Literature DB >> 25620497

IgE recognition patterns in peanut allergy are age dependent: perspectives of the EuroPrevall study.

B K Ballmer-Weber1, J Lidholm, M Fernández-Rivas, S Seneviratne, K M Hanschmann, L Vogel, P Bures, P Fritsche, C Summers, A C Knulst, T M Le, I Reig, N G Papadopoulos, A Sinaniotis, S Belohlavkova, T Popov, T Kralimarkova, F de Blay, A Purohit, M Clausen, M Jedrzejczak-Czechowcz, M L Kowalski, R Asero, R Dubakiene, L Barreales, E N Clare Mills, R van Ree, S Vieths.   

Abstract

BACKGROUND: We tested the hypothesis that specific molecular sensitization patterns correlate with the clinical data/manifestation in a European peanut-allergic population characterized under a common protocol.
METHODS: Sixty-eight peanut-allergic subjects and 82 tolerant controls from 11 European countries were included. Allergy to peanut and lowest symptom-eliciting dose was established by double-blind placebo-controlled food challenge in all but anaphylactic subjects.
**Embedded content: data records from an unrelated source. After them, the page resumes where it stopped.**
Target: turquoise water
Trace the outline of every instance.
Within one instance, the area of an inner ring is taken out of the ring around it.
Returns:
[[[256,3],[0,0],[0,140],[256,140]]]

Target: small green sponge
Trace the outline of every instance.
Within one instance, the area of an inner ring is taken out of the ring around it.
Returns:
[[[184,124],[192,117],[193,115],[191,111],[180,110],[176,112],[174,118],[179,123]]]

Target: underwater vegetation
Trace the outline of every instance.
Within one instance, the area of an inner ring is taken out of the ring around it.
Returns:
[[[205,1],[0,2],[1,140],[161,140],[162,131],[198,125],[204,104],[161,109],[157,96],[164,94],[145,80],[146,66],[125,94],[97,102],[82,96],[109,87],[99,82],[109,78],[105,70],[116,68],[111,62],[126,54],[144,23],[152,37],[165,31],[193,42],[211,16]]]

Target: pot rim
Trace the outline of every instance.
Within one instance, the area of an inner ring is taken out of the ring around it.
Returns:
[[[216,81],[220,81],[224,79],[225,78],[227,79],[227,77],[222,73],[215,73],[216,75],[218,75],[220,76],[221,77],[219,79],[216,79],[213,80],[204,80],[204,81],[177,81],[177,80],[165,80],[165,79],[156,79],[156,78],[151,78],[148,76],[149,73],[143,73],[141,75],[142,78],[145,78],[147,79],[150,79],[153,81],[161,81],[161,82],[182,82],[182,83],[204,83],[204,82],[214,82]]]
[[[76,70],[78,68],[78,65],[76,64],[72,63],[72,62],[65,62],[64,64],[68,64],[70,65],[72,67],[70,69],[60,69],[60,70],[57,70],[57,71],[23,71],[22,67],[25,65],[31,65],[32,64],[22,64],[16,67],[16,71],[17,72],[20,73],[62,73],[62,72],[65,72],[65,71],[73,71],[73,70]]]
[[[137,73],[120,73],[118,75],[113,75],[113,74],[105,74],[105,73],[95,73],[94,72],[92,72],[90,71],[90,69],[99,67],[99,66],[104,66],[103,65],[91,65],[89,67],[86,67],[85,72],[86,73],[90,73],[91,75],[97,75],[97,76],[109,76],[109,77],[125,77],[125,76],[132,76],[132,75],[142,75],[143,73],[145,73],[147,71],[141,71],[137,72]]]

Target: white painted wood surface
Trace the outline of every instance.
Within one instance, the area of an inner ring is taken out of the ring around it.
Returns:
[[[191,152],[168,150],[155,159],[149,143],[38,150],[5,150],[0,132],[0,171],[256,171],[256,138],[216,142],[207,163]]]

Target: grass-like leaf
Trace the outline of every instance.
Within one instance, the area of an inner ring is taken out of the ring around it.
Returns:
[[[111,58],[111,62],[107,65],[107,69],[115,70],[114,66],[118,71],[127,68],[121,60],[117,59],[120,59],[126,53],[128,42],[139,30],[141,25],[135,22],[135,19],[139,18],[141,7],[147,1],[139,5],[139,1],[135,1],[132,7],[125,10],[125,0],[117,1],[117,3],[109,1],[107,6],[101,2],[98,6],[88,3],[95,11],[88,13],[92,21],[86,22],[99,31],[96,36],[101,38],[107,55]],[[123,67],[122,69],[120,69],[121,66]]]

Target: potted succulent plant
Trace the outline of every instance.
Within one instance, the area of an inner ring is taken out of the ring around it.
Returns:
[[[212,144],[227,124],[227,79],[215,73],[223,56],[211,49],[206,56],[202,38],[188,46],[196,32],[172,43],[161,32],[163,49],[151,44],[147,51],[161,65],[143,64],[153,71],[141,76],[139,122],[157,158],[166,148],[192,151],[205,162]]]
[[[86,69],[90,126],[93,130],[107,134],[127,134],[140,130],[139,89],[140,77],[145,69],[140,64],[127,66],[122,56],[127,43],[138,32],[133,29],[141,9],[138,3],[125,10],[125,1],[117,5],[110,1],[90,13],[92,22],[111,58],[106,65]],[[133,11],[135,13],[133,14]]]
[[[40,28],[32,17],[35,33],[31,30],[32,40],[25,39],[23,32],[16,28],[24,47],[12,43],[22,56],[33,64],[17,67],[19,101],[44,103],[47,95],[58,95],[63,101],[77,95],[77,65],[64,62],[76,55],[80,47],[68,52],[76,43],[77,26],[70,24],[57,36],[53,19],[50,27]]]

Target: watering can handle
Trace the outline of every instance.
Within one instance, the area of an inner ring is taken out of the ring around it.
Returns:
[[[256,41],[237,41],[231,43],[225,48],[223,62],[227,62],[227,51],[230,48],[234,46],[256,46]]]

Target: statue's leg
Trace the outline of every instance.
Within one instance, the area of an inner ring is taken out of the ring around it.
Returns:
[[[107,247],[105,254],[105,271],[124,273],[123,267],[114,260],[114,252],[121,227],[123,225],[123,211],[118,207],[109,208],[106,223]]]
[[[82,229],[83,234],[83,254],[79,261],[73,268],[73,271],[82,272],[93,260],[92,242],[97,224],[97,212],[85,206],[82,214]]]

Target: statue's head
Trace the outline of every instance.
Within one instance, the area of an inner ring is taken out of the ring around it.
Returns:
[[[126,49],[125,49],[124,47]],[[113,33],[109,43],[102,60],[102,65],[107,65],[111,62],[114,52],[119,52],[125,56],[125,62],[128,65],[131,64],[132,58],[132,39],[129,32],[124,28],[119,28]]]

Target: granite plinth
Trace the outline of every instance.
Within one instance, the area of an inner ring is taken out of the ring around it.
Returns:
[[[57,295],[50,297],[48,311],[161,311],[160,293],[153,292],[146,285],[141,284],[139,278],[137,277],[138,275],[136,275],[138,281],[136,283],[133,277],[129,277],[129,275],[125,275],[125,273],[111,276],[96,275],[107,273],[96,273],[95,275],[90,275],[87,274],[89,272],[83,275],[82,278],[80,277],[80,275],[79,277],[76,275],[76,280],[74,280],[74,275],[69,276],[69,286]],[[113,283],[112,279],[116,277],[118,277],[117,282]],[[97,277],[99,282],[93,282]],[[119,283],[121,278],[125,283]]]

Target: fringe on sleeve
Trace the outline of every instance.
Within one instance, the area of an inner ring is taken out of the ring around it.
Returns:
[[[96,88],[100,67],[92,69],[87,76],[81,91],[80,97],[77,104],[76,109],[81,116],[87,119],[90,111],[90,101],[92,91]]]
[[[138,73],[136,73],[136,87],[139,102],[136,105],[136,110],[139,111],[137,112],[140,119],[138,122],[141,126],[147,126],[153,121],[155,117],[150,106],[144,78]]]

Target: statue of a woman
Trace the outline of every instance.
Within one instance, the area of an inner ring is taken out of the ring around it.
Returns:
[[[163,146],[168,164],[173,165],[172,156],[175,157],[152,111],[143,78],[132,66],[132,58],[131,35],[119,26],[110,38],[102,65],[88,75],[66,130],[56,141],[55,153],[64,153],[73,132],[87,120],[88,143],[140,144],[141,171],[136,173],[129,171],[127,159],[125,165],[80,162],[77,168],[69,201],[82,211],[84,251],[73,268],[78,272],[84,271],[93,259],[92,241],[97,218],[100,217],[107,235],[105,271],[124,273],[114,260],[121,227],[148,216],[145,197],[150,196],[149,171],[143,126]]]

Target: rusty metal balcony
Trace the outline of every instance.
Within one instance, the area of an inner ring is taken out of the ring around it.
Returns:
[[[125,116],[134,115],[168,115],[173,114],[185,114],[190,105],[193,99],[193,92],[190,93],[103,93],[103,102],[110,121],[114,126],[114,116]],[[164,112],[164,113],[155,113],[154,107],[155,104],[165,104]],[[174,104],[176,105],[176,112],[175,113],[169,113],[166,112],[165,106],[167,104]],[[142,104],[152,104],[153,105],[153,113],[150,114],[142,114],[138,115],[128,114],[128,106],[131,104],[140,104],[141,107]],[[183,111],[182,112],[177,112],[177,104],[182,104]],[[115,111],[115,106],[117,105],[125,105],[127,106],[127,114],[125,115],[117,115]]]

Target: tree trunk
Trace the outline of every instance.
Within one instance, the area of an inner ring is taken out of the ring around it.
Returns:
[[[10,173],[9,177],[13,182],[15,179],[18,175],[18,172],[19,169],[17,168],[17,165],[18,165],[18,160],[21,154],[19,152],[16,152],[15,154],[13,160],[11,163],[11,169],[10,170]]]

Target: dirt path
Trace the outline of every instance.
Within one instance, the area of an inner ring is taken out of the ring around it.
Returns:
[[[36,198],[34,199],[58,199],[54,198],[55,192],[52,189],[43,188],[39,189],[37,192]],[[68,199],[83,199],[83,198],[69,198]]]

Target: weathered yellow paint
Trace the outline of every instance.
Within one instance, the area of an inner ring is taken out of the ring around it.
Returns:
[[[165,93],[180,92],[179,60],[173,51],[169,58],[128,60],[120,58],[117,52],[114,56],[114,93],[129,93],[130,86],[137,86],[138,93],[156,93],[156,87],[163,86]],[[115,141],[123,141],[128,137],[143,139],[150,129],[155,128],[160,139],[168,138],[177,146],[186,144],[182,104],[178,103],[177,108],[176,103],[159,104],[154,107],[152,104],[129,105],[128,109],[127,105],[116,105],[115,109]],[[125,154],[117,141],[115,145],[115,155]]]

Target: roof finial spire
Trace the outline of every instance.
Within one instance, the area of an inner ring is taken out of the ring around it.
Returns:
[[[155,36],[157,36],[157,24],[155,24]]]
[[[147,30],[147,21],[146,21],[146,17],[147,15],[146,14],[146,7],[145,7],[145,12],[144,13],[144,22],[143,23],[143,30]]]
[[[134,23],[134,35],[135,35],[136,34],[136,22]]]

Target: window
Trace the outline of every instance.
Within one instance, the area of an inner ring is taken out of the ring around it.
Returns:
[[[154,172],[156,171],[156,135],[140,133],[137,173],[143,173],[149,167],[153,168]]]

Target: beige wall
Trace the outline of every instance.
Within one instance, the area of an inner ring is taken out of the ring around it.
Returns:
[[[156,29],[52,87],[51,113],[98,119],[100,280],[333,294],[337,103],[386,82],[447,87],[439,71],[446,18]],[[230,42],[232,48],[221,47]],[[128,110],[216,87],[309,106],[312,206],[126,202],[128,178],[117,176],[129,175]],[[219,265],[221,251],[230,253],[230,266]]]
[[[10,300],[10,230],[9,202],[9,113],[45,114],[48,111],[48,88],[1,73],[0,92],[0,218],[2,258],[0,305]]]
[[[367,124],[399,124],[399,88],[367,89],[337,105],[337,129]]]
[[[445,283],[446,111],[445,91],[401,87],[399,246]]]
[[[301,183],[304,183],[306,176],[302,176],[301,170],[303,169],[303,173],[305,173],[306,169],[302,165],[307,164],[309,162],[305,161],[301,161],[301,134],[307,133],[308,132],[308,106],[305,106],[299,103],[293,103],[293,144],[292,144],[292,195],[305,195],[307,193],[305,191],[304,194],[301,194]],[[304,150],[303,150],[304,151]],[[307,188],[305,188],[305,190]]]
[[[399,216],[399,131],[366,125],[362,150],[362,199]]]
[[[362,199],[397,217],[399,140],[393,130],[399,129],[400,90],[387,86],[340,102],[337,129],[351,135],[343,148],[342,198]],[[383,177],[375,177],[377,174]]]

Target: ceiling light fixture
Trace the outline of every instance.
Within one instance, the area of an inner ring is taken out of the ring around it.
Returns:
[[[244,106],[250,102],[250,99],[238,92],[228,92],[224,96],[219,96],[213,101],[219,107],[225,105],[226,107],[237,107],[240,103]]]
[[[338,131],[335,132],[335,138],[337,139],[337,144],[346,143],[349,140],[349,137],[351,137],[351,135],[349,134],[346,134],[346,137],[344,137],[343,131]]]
Information of early or late (before or after 14 years of age) onset of peanut allergy was obtained from standardized questionnaires. IgE to peanut allergens rAra h 1-3, 6, 8-9, profilin and CCD was determined using ImmunoCAP.
RESULTS: Seventy-eight percent of peanut allergics were sensitized to peanut extract and 90% to at least one peanut component. rAra h 2 was the sole major allergen for the peanut-allergic population. Geographical differences were observed for rAra h 8 and rAra h 9, which were major allergens for central/western and southern Europeans, respectively. Sensitization to rAra h 1 and 2 was exclusively observed in early-onset peanut allergy. Peanut-tolerant subjects were frequently sensitized to rAra h 8 or 9 but not to storage proteins. Sensitization to Ara h 2 ≥ 1.0 kUA /l conferred a 97% probability for a systemic reaction (P = 0.0002). Logistic regression revealed a significant influence of peanut extract sensitization and region on the occurrence of systemic reactions (P = 0.0185 and P = 0.0436, respectively).
CONCLUSION: Sensitization to Ara h 1, 2 and 3 is usually acquired in childhood. IgE to Ara h 2 ≥ 1.0 kUA /l is significantly associated with the development of systemic reactions to peanut.
© 2015 John Wiley & Sons A/S. Published by John Wiley & Sons Ltd.

Entities:  

Keywords:  component-resolved diagnosis; food allergy; food challenge; peanut; threshold dose

Mesh:

Substances:

Year:  2015        PMID: 25620497     DOI: 10.1111/all.12574

Source DB:  PubMed          Journal:  Allergy        ISSN: 0105-4538            Impact factor:   13.146


  21 in total

1.  Variable IgE cross-reactivity between peanut 2S-albumins: The case for measuring IgE to both Ara h 2 and Ara h 6.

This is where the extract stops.